WMU News

WMU hosts international technology conference in Chicago

June 2, 2000

CHICAGO -- When members of the world's leading technical organization meet in Chicago next week to discuss the future of information technology, the event will have a pronounced Western Michigan University tone to it.

The 1st IEEE Electro/Information Technology Conference will be held June 8-11 at the Chicago Marriott O'Hare and will attract more than 100 world leaders in the development of wireless communication technology and telemedicine. WMU officials are organizing and will host the new event, which is an official function of the Institute of Electrical and Electronics Engineers. IEEE, with more than 300,000 members, is the largest professional society in the world.

Dr. S. Hossein Mousavinezhad, chairperson of WMU's Department of Electrical and Computer Engineering, is the general chairperson for the conference and has been working for more than two years to make the event a reality. Dr. Daniel M. Litynski, dean of WMU's College of Engineering and Applied Sciences, is vice chairperson of the conference, and WMU President Elson S. Floyd will be leading one of the planned sessions. Several other WMU engineering faculty members also have been playing key roles in the organization of the conference.

"This is a very fluid, fast-changing field," says Mousavinezhad of the conference topic. "To some extent, this was a very risky and challenging conference to organize because of that fact. But this is such a hot area, we decided to claim it and get this conference established."

He says response to the conference has been strong and more than 80 papers will be delivered at the conference by technical experts who will travel from such places as Germany, the United Kingdom, Singapore and the Philippines.

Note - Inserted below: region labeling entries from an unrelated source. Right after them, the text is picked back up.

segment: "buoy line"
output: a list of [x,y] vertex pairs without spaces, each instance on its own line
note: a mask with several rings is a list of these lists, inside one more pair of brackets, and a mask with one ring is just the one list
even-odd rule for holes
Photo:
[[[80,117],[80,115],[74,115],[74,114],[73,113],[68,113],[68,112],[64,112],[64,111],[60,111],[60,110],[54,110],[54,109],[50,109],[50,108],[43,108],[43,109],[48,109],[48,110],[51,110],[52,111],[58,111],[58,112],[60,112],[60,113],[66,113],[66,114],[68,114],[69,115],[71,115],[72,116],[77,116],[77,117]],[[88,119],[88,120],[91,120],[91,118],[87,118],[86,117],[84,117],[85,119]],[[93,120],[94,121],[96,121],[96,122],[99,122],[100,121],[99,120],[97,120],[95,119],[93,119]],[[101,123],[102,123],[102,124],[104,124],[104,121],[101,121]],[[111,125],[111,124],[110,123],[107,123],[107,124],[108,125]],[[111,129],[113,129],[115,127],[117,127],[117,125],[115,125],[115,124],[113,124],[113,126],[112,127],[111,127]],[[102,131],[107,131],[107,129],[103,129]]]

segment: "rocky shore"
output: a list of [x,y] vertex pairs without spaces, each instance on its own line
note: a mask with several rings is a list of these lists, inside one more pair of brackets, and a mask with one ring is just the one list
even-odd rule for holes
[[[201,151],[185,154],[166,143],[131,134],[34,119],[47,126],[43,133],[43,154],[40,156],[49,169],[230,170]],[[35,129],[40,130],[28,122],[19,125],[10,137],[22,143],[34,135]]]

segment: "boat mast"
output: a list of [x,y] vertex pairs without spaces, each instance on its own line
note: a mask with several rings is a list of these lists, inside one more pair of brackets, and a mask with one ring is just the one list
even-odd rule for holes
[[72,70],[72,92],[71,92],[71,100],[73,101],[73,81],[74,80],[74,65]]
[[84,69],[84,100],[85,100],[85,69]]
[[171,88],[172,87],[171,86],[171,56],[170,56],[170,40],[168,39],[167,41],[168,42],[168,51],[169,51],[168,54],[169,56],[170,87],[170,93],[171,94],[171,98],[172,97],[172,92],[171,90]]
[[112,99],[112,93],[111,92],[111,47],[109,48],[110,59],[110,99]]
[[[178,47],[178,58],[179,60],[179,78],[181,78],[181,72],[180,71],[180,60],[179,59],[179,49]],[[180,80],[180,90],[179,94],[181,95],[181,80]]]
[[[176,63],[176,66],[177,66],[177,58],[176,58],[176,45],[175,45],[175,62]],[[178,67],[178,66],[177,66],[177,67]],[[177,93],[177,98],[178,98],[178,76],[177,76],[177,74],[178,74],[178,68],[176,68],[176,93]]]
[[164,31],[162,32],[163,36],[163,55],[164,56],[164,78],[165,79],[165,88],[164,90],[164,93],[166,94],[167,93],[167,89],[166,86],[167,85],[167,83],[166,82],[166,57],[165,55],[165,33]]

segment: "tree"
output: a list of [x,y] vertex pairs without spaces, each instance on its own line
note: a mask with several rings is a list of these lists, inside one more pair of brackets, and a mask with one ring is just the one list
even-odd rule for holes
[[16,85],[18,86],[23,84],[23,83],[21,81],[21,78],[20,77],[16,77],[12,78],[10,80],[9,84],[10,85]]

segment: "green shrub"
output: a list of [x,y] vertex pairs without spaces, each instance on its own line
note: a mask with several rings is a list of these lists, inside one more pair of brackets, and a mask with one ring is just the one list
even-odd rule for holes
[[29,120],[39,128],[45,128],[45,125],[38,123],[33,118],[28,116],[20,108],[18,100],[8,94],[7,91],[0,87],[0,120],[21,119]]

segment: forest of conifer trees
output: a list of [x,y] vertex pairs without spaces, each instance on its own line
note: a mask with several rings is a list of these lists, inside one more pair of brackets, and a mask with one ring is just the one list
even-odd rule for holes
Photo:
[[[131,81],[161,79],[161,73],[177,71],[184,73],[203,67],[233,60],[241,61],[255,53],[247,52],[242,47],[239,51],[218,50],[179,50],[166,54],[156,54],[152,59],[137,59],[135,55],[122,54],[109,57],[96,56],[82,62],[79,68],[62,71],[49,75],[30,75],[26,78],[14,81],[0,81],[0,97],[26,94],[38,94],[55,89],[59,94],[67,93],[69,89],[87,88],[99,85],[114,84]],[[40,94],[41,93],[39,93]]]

Representatives from U.S. universities will include researchers from Georgia Tech, the Illinois Institute of Technology, Penn State and the University of Michigan.

With a focus on wireless applications of technology and digital signal processing, topics addressed at the conference will include telemedicine, data transfer and wireless communication as well as quality of service, intelligence systems and ethical issues in information technology.

Keynote speakers will include: Martha Sloan of Michigan Technological University, who is an IEEE past president; Mark J.T. Smith, of Georgia Tech, who is an IEEE Fellow; and Lotfi A. Zadeh, a professor in the Computer Science Division of the Graduate School at the University of California-Berkeley.

WMU's Floyd will lead a session devoted to the future of information technology in higher educationand will act as moderator to a panel that will include representatives of industry, Wayne State University, the National Institutes of Health and WMU.

Among other WMU faculty members helping to organize the conference are: Dr. Johnson A. Asumadu, assistant professor; Dr. Dean R. Johnson, associate professor; and Dr. John W. Gesink, associate professor; all in the Department of Electrical and Computer Engineering. Cheri Lay of WMU's Conferences and Seminars is the conference coordinator.

Sponsors of the event are IEEE Region 4, MathSoft, Microsoft, National Instruments, RGBSI, IEEE West Michigan and WMU's College of Engineering and Applied Sciences.

Mousavinezhad says that after this year, the conference WMU launches will continue as a staple of IEEE's professional offerings, with next year's event already scheduled. It will be held in Rochester, Mich., June 6-9, 2001.